I'm building a Retrieval-Augmented Generation (RAG) system for our technical manuals. My current setup often retrieves irrelevant chunks, causing the LLM to give wrong answers. Should I focus on changing my chunking strategy, or is the problem likely in the embedding model or the vector database retrieval settings? I'm using FAISS right now.
3 answers
Improving RAG usually requires a multi-pronged approach. First, try "Parent Document Retrieval"—instead of passing small chunks to the LLM, you retrieve small chunks but pass the larger parent document for better context. Second, look at "Self-Querying" retrievers if your manuals have metadata like version numbers or categories. FAISS is great for speed, but ensure you are using a high-quality embedding model like text-embedding-3-small. Finally, adding a "Reranking" step with a Cross-Encoder after initial retrieval can dramatically filter out those irrelevant chunks you mentioned.

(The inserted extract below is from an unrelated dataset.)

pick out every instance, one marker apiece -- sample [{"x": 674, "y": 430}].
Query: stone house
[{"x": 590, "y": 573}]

Have you experimented with "Recursive Character Text Splitting" to ensure that your chunks don't break in the middle of a vital technical sentence?
Don't underestimate the power of a good system prompt. Sometimes telling the LLM to say "I don't know" if the context is weak is the best fix.

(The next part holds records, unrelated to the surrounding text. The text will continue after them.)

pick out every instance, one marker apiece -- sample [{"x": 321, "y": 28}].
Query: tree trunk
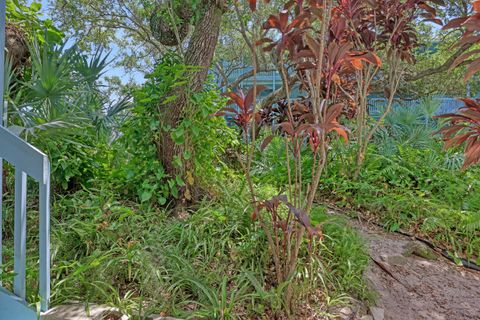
[{"x": 199, "y": 53}]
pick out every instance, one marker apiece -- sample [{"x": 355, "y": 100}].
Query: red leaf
[
  {"x": 249, "y": 98},
  {"x": 266, "y": 142},
  {"x": 253, "y": 5},
  {"x": 455, "y": 23}
]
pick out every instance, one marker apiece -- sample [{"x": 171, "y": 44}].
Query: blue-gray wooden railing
[{"x": 28, "y": 161}]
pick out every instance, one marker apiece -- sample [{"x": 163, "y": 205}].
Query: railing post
[
  {"x": 20, "y": 233},
  {"x": 45, "y": 240},
  {"x": 1, "y": 217}
]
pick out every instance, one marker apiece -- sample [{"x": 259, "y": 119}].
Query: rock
[
  {"x": 346, "y": 312},
  {"x": 397, "y": 260},
  {"x": 377, "y": 313},
  {"x": 159, "y": 317},
  {"x": 78, "y": 311},
  {"x": 419, "y": 249}
]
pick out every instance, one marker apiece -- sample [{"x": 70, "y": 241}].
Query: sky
[{"x": 112, "y": 71}]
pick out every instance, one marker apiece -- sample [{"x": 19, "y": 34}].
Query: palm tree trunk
[{"x": 199, "y": 53}]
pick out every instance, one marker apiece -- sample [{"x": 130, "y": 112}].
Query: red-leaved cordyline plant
[
  {"x": 372, "y": 27},
  {"x": 305, "y": 42},
  {"x": 463, "y": 127}
]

Spot on, Gregory. Guardrails in the prompt are just as important as the quality of the data coming out of the vector store.
Raymond, that change actually made a massive difference! Switching from a fixed-size splitter to the recursive one allowed the chunks to respect paragraph boundaries. The LLM now gets much more coherent snippets of information, which has almost entirely eliminated the hallucinations we were seeing earlier. It’s a simple change but incredibly effective for technical documentation where structure matters.